It is my dad’s 36th birthday and I am holding a cardboard box that is moving. He’s on the phone—he’s often on the phone—but the night’s plan has no room for interruptions. My present has begun to open itself.
This is the first living thing that I’ve ever been able to present to anyone, and my hands are shaking when my Dad says, into the phone, “Oh, they got me a kitten.”
Someone names the kitten Pete because that’s what he looks like, and I become absorbed in his habits. I am shocked by the functionality of the litterbox. I learn what “neuter” means.
Pete’s home and mine is on a jagged hill of subdivision houses, so heavy on lifted foundations and skylights that you’d imagine there was a beach nearby. There is no beach nearby. The cliff behind our house, carved out by construction workers only a few years before, overlooks the main stretch of road, named after a civil war battlefield. I spend afternoons watching traffic and rolling rotten vegetables from our garden into the street below. Pete prefers to plunge himself rear-first down the cliff’s edge, feigning panic by wagging his paws, crustacean-like, towards the nearest shrub. He is always very close to landing on his feet.

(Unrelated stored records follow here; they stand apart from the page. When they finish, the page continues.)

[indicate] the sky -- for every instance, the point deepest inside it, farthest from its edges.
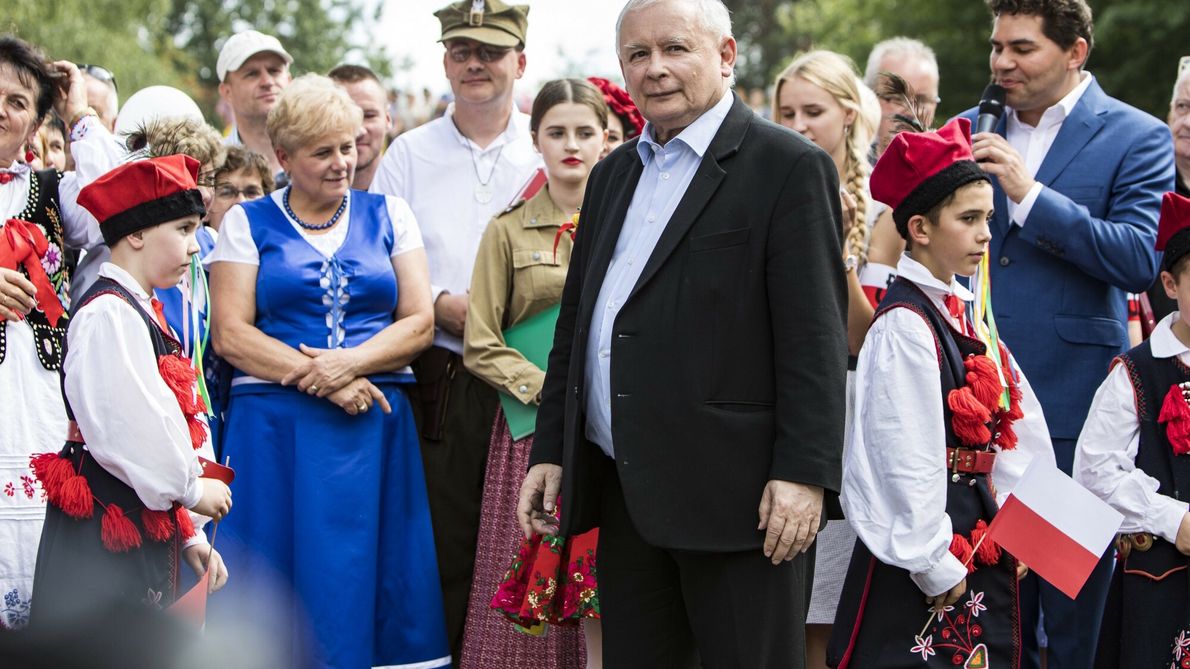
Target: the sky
(565, 38)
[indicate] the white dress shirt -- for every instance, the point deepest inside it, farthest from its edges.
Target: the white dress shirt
(1033, 143)
(666, 174)
(129, 416)
(436, 169)
(1106, 456)
(894, 475)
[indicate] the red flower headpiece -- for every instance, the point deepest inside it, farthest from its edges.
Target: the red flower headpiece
(621, 105)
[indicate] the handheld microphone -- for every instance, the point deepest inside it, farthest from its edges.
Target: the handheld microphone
(991, 107)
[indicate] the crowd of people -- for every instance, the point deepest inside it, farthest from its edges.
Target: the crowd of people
(633, 377)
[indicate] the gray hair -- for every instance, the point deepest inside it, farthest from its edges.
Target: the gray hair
(897, 47)
(712, 16)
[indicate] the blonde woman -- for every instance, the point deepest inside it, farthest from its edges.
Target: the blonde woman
(321, 298)
(820, 97)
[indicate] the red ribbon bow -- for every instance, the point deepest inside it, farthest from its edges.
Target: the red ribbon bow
(22, 243)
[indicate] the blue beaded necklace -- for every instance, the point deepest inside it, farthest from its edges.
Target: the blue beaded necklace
(285, 200)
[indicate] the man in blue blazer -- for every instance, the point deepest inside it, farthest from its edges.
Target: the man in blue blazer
(1078, 182)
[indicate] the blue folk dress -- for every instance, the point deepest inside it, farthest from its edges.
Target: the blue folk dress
(327, 505)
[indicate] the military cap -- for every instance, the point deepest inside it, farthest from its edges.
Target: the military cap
(488, 22)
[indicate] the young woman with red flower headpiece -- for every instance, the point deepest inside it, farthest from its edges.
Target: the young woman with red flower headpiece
(519, 273)
(945, 425)
(38, 222)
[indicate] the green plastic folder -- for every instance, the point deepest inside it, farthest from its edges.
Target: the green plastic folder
(533, 337)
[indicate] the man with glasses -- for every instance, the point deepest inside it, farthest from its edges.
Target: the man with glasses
(102, 93)
(915, 63)
(457, 173)
(252, 69)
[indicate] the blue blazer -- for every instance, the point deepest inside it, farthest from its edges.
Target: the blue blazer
(1059, 282)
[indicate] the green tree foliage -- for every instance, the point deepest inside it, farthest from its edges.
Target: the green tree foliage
(1137, 42)
(176, 42)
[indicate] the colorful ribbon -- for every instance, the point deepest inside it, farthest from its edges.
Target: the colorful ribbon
(23, 243)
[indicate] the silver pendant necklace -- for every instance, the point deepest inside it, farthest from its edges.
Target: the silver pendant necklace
(483, 191)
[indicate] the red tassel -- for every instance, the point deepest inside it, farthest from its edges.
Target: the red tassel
(75, 499)
(988, 552)
(983, 379)
(962, 549)
(185, 524)
(970, 419)
(180, 377)
(198, 431)
(118, 532)
(52, 470)
(1176, 417)
(158, 524)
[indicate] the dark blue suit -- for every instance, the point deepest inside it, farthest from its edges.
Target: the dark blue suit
(1059, 287)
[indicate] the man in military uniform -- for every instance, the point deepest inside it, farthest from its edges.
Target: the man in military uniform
(456, 173)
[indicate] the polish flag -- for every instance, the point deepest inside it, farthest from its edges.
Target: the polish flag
(1056, 526)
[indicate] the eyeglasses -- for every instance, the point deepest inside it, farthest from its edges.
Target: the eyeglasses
(229, 192)
(462, 54)
(100, 73)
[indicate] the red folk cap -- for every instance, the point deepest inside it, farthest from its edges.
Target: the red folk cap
(142, 194)
(920, 169)
(1171, 229)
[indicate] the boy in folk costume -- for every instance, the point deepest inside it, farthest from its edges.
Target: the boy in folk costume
(927, 469)
(1132, 452)
(125, 493)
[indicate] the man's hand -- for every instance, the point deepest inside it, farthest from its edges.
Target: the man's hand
(201, 557)
(17, 295)
(1183, 538)
(215, 500)
(947, 598)
(450, 313)
(997, 157)
(790, 513)
(534, 506)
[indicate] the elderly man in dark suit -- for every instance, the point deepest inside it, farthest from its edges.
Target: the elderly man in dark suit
(694, 401)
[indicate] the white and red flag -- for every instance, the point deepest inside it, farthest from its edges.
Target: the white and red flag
(1056, 526)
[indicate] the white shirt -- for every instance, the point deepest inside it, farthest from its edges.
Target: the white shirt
(1033, 143)
(1104, 460)
(436, 169)
(894, 475)
(130, 418)
(235, 242)
(663, 182)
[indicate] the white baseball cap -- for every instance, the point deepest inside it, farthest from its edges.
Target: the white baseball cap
(242, 47)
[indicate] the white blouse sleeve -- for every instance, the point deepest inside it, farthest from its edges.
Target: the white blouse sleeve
(894, 479)
(1032, 441)
(235, 243)
(1106, 462)
(130, 418)
(406, 232)
(94, 151)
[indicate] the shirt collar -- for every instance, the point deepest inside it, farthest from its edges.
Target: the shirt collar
(1064, 107)
(121, 276)
(915, 272)
(696, 136)
(512, 131)
(1164, 342)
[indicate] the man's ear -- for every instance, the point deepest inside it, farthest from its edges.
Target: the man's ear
(919, 230)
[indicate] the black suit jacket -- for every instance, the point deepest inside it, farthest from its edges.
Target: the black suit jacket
(728, 358)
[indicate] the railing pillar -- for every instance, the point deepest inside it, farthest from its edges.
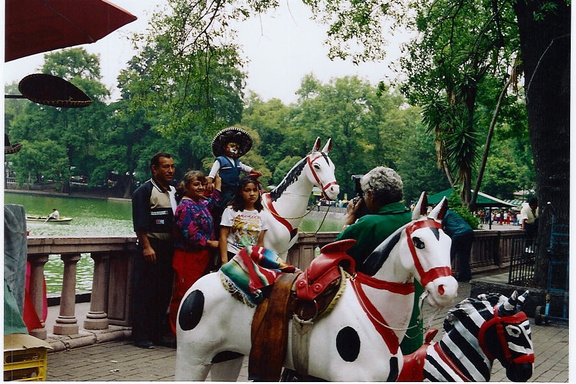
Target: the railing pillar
(37, 263)
(97, 318)
(66, 323)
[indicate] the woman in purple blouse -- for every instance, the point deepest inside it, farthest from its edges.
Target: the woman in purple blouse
(194, 236)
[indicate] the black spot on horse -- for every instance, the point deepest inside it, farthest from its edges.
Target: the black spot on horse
(191, 310)
(225, 356)
(348, 344)
(394, 371)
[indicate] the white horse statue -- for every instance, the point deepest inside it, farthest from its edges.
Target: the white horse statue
(358, 340)
(476, 332)
(288, 202)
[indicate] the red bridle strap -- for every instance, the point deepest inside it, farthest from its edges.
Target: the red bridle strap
(399, 288)
(434, 273)
(500, 333)
(311, 160)
(267, 200)
(376, 317)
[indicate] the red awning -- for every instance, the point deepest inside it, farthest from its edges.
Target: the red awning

But we are at our best when we’re indoors, doing what I call “making a picture.” We’ll curl up together next to a pile of laundry we’ve just folded; on the edge of a carpet we’ve vacuumed; or on a couch with neat stacks of bills lined up on the edge. We’ll pretend to sleep and lie in wait for my parents to come home and see us, Pete and me.
We are friends, and we are afraid for each other. Every evening we find one another at the back door, and check to see that we are still Here. I begin reading stories about pioneer children taking their dogs to their one-room schoolhouses and I wonder how I can lobby for a bigger backpack.
And then Pete is gone.
Afternoons go by. My brother and I put up flyers on signposts and my parents start giving each other meaningful looks. On the seventh day, my dad wakes us up early to tell us that he and my mother have found Pete dead on the side of our subdivision’s main road. They’ve buried him. They show us the shovel. I feel hollow and excited. I want the phone to ring and for it to be a celebrity who will have sensed the profoundness of our loss and will offer the kind of weighty condolences that can only come from repeated rehearsals. Both of my parents cry.
After that we have cat years and non-cat years. There’s no cat the year I begin to get a murky sense of something that I can only then see as an irrevocable liability, a big gay cloud on the horizon. When that feeling comes, it makes me think of what Pete must have seen coming. My sense of tragedy is the slow inevitability of a four-door sedan going the residential speed limit into a body that can do nothing to save itself.
And when the thickness of that fear gives way, I’ll listen and hear the thin walls of our house adjust like the shaking of a cardboard box. And it’s then, with no sense of panic aside from a slight trembling in my hands, that I am desperate to allow myself to be given away.